Nor can a tenant, ostensibly the protected party, evade this policy by the expedient of entering private agreements purporting to take a lease out of the rent regulation schema. Rather, the Rent Stabilization Code emphatically makes clear that "[a]n agreement by the tenant to waive the benefit of any provision of the RSL or this Code is void" (9 NYCRR § 2520.13) requiring invalidation, on public policy grounds, even of a tenant's settlement agreement (Cvetichanin v. Trapezoid Land Co., 180 A.D.2d 503, 504, lv dismissed 79 N.Y.2d 933). As such, we have invalidated "sweetheart leases" that seek evasion of rent regulation requirements, even when such leases may be construed in a manner favorable to the tenants (see, e.g., Rima 106 v. Alvarez, 257 A.D.2d 201). The point is not to protect just a tenant, but to ensure the viability of the rent regulation system which protects tenancies in general, provides predictability to landlords, and significantly enhances the social, economic and demographic stability of New York City. Regardless of whether the tenant or the landlord makes the overture, we have developed consistent decisional law, in furtherance of this explicit policy, of prohibiting landlords and tenants from making private agreements to effectively deregulate applicable housing units (Urban Associates v. Hettinger, 177 A.D.2d 439, lv denied 79 N.Y.2d 759; Baron, supra; see also, Draper, supra). As we stated in Rima (supra, at 206), such a private transaction "injures the public by removing affordable housing from the market." The goal of ensuring an adequate supply of affordable housing "is frustrated when landlords and tenants attempt to contract around the regulated rent[s]" (Baron, supra, at 332). In Baron, we relied on Draper to note that an agreement to waive the primary residence provisions of the RSL is void as against public policy, and have just as clearly stated that the creation of such illusory tenancies renders the agreement invalid and unenforceable, and permits vacatur of a consent judgment entered in connection therewith.

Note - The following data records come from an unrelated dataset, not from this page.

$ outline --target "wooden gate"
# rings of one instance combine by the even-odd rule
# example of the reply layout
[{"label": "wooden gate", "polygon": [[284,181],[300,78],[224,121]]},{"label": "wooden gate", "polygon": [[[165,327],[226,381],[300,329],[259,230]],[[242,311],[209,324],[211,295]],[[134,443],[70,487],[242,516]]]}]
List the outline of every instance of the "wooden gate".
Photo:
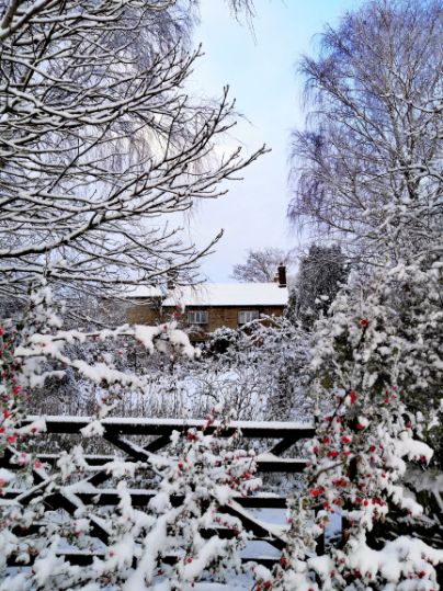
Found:
[{"label": "wooden gate", "polygon": [[[36,417],[30,417],[26,422],[35,420]],[[21,504],[29,504],[32,499],[42,493],[45,496],[45,505],[48,510],[63,509],[69,514],[84,505],[117,505],[120,496],[113,488],[104,488],[106,480],[112,478],[106,474],[105,469],[99,469],[92,476],[88,476],[82,480],[87,486],[84,491],[72,493],[64,493],[63,487],[54,492],[45,492],[45,488],[50,485],[50,466],[60,457],[60,452],[57,450],[57,441],[60,437],[54,435],[64,435],[64,445],[70,447],[69,439],[75,440],[76,435],[80,434],[80,430],[86,428],[91,419],[88,417],[46,417],[46,432],[48,447],[45,453],[37,454],[42,464],[47,466],[46,469],[34,469],[34,487],[26,490],[18,489],[5,492],[5,498],[15,499]],[[159,451],[168,452],[168,445],[171,443],[171,434],[173,431],[188,432],[189,429],[202,429],[205,421],[201,420],[175,420],[175,419],[138,419],[138,418],[107,418],[101,421],[103,427],[103,448],[105,454],[86,454],[84,459],[90,466],[100,467],[115,458],[115,455],[123,457],[125,462],[146,462],[152,459],[152,454]],[[205,433],[212,433],[217,429],[217,423],[209,425]],[[229,428],[218,433],[222,436],[229,436],[237,430],[241,431],[241,436],[246,440],[262,440],[261,448],[264,450],[257,456],[258,471],[261,475],[272,473],[297,474],[303,471],[306,461],[291,456],[291,448],[300,440],[310,439],[314,436],[315,430],[308,423],[295,422],[249,422],[249,421],[232,421]],[[50,436],[52,435],[52,436]],[[146,440],[145,440],[146,437]],[[136,440],[136,441],[134,441]],[[144,441],[145,440],[145,441]],[[83,440],[84,441],[84,440]],[[143,443],[140,443],[140,441]],[[271,443],[270,443],[271,442]],[[75,443],[75,441],[72,441]],[[111,453],[109,453],[109,451]],[[112,454],[114,452],[114,454]],[[284,457],[282,455],[285,453]],[[0,458],[0,466],[9,469],[16,469],[16,464],[9,462],[11,453],[5,450],[3,457]],[[77,487],[81,490],[82,487]],[[156,495],[156,490],[151,489],[133,489],[130,490],[133,505],[138,509],[147,508],[149,500]],[[172,499],[173,503],[179,504],[182,501],[180,497]],[[234,505],[226,505],[224,511],[237,516],[246,531],[250,532],[253,542],[264,542],[270,546],[281,550],[285,546],[285,538],[281,527],[272,526],[260,519],[260,510],[286,508],[286,498],[282,495],[266,492],[265,488],[260,492],[250,497],[237,497]],[[92,513],[92,512],[91,512]],[[104,545],[109,541],[109,532],[103,527],[100,520],[93,515],[89,518],[91,523],[91,534],[100,539]],[[35,525],[37,527],[37,525]],[[214,534],[214,531],[206,532],[207,536]],[[217,530],[220,537],[231,535],[228,530]],[[60,555],[78,565],[90,564],[94,556],[102,556],[101,553],[91,552],[61,552]],[[273,554],[273,556],[272,556]],[[271,553],[266,556],[261,552],[260,555],[243,556],[243,560],[255,560],[266,566],[272,565],[277,559],[279,553]]]}]

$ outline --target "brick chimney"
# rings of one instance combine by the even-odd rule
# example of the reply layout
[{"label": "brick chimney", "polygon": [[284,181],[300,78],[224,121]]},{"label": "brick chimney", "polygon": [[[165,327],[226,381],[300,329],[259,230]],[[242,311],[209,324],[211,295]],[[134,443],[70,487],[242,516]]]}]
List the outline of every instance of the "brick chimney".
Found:
[{"label": "brick chimney", "polygon": [[175,279],[177,279],[177,272],[170,269],[167,272],[167,288],[169,292],[172,292],[173,289],[175,289]]},{"label": "brick chimney", "polygon": [[277,266],[279,287],[286,287],[286,265],[280,263]]}]

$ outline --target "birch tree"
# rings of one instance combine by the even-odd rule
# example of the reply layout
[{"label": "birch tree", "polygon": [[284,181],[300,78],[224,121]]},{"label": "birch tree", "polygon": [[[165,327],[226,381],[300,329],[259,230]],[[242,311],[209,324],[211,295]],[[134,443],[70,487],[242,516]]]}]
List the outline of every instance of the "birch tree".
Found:
[{"label": "birch tree", "polygon": [[395,258],[401,240],[439,238],[441,16],[439,0],[367,2],[303,58],[311,106],[293,135],[297,224]]}]

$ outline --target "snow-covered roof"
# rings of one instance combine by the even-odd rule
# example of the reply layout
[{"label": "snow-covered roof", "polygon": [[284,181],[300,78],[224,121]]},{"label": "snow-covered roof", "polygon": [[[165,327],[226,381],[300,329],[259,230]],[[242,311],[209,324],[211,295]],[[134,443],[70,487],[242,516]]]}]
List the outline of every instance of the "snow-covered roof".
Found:
[{"label": "snow-covered roof", "polygon": [[286,306],[288,297],[277,283],[204,283],[177,287],[163,306]]}]

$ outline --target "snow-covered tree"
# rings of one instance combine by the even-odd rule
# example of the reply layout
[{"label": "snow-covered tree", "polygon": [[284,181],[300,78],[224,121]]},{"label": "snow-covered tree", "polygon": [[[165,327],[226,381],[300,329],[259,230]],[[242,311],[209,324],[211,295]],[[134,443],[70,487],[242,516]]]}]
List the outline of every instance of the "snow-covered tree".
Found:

If we were to reach a contrary result and recognize the purported legality of the consent judgment in this case, we would not only act inconsistently with our own authority, we would also open the door to landlords and tenants privately agreeing to deregulate rent stabilized units, whether for their mutual advantage or plausibly at the landlord's behest, and to the indisputable diminution of the rent stabilization regime that has clearly benefitted New York City for so many decades. Such a result is untenable.
The landlord articulates a willingness to enter a rent stabilized lease with the present defendant-tenant predicated, though, on his maintaining a primary residence in that apartment. However, the rent for any renewal lease for this unit must be set in the amount of the legal stabilized rent at the time the parties entered the initial deregulated lease.
Accordingly, the order of the Supreme Court, New York County (Diane Lebedeff, J.), entered May 18, 2001, which denied plaintiff-landlord's motion to vacate a 1988 consent judgment purporting to recognize and validate the non-primary residence status of the subject apartment, should be reversed, on the law, without costs, and the motion granted.
THIS CONSTITUTES THE DECISION AND ORDER OF THE SUPREME COURT, APPELLATE DIVISION, FIRST DEPARTMENT.